Wait, Why Should I Care About DNS?
Let me start with a story. Early in my career, I got paged at 2 AM because "nothing was working." Applications were timing out, users couldn't access services, and my monitoring was completely useless. After hours of panic, we discovered someone had accidentally modified the DNS configuration, and the entire cluster couldn't resolve internal service names.
That night changed how I think about DNS. It's the foundation everything else builds on, and when it breaks, nothing works.
In this guide, I'll walk you through how to set up DNS governance for OpenShift using Red Hat Advanced Cluster Management (RHACM). Don't worry if you're new to this - I'll explain everything from scratch.
What Even Is DNS in OpenShift?
First, let's talk about what DNS does in your cluster. You can think of DNS as the phonebook of the internet. When your application wants to talk to another service (like a database or API), it needs to know the IP address. DNS translates service names to IP addresses.
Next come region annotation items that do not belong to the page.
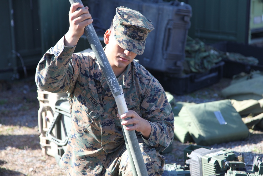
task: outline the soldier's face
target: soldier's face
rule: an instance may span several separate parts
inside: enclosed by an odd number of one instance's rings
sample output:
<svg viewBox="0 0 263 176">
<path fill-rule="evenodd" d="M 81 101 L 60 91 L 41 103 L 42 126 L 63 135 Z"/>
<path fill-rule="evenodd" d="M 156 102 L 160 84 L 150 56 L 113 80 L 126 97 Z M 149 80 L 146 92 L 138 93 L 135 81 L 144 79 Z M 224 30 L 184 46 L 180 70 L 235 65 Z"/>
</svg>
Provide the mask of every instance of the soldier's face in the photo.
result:
<svg viewBox="0 0 263 176">
<path fill-rule="evenodd" d="M 120 47 L 114 34 L 109 30 L 105 33 L 104 39 L 104 42 L 107 45 L 105 53 L 113 69 L 119 68 L 124 71 L 137 55 Z"/>
</svg>

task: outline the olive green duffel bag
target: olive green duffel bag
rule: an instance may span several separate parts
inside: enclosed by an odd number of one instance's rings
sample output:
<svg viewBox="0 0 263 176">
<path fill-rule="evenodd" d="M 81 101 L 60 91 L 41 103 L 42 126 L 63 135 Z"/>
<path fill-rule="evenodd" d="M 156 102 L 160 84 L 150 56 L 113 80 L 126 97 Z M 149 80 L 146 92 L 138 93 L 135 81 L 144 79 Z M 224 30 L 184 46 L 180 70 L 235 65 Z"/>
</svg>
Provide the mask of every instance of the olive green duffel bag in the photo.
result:
<svg viewBox="0 0 263 176">
<path fill-rule="evenodd" d="M 198 145 L 243 140 L 249 134 L 229 100 L 184 106 L 179 116 Z"/>
</svg>

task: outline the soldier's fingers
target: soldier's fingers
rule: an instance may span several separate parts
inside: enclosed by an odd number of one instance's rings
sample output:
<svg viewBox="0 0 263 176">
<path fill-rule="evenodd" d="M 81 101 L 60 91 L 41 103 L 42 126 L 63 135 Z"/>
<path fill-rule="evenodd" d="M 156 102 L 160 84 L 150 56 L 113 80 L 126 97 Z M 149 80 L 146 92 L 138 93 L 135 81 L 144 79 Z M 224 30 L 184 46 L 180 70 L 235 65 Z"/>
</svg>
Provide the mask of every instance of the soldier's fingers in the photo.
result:
<svg viewBox="0 0 263 176">
<path fill-rule="evenodd" d="M 79 2 L 76 2 L 72 4 L 69 8 L 69 13 L 72 13 L 79 8 L 82 8 L 84 6 Z"/>
</svg>

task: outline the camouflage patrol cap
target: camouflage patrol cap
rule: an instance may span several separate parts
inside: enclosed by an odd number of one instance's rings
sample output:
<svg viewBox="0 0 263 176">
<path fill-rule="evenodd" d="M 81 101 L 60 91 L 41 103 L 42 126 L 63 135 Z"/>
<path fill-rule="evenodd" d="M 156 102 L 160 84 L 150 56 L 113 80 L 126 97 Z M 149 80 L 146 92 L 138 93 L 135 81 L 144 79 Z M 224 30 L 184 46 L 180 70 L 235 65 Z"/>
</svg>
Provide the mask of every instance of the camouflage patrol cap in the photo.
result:
<svg viewBox="0 0 263 176">
<path fill-rule="evenodd" d="M 138 55 L 142 54 L 146 37 L 154 28 L 151 20 L 139 12 L 121 6 L 116 8 L 112 22 L 119 46 Z"/>
</svg>

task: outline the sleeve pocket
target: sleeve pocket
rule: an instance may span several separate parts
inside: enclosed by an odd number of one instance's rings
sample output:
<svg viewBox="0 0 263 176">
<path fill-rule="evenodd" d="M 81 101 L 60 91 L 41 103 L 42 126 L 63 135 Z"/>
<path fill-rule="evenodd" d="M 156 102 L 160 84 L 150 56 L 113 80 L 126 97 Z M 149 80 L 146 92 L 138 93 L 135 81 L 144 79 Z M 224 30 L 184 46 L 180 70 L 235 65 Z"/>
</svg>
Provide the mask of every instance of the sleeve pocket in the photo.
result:
<svg viewBox="0 0 263 176">
<path fill-rule="evenodd" d="M 81 132 L 101 115 L 103 109 L 87 91 L 82 93 L 75 101 L 72 105 L 72 116 L 79 127 L 79 132 Z"/>
</svg>

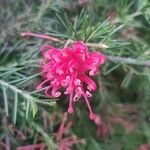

In OpenShift, this is handled by CoreDNS - a DNS server that runs on every node in your cluster. Each node has its own DNS resolver, which means your pods don't need to go far to resolve names.
Here's the cool part: OpenShift automatically creates DNS entries for your services. If you create a service called my-app in the namespace production, other pods can reach it just by using my-app.production.svc.cluster.local. No manual configuration needed.
The DNS Operator in OpenShift manages all of this. It watches for services you create and automatically updates the DNS records. Pretty handy, right?
What's RHACM and Why Do I Need It?
Now, let's talk about RHACM. If you're managing multiple OpenShift clusters (like a development cluster, staging, and production), RHACM is like a "hub" that lets you control all of them from one place.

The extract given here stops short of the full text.